En la visita guiada nos contaron la triste historia de los cientos de miles de personas exiliados a México, a Italia, a España, a Suecia… resultantes de esta dictadura, los 30.000 desaparecidos, las víctimas…

Aproximadamente 5.000 personas pasaron por este lugar y tan sólo alrededor de 200 sobrevivieron: eran denominados “los sobrevivientes”.
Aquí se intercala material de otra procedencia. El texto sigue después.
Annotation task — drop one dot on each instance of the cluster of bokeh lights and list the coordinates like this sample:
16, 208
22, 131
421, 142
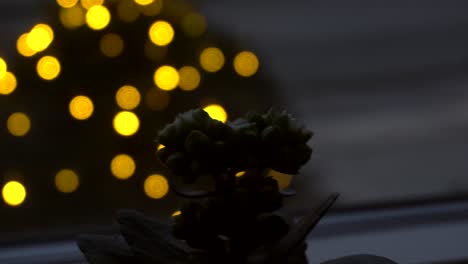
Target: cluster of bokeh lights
166, 77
En este período, el enemigo no era otra fuerza militar, sino un enemigo interno surgido del pueblo, una fuerza popular resistente y difícil de hacer callar, a la que quisieron privar de todos sus derechos. Eran todas las asociaciones políticas, sindicales, de estudiantes… “Los subversivos” eran considerado por los genocidas todos aquellos que pensaban diferente de los conceptos occidentales y cristianos que imponían. Podían ser personas pertenecientes a organizaciones armadas o simplemente quienes realizaban cursos de alfabetización en barrios marginales, autores de libros, de pinturas… con ideas diferentes.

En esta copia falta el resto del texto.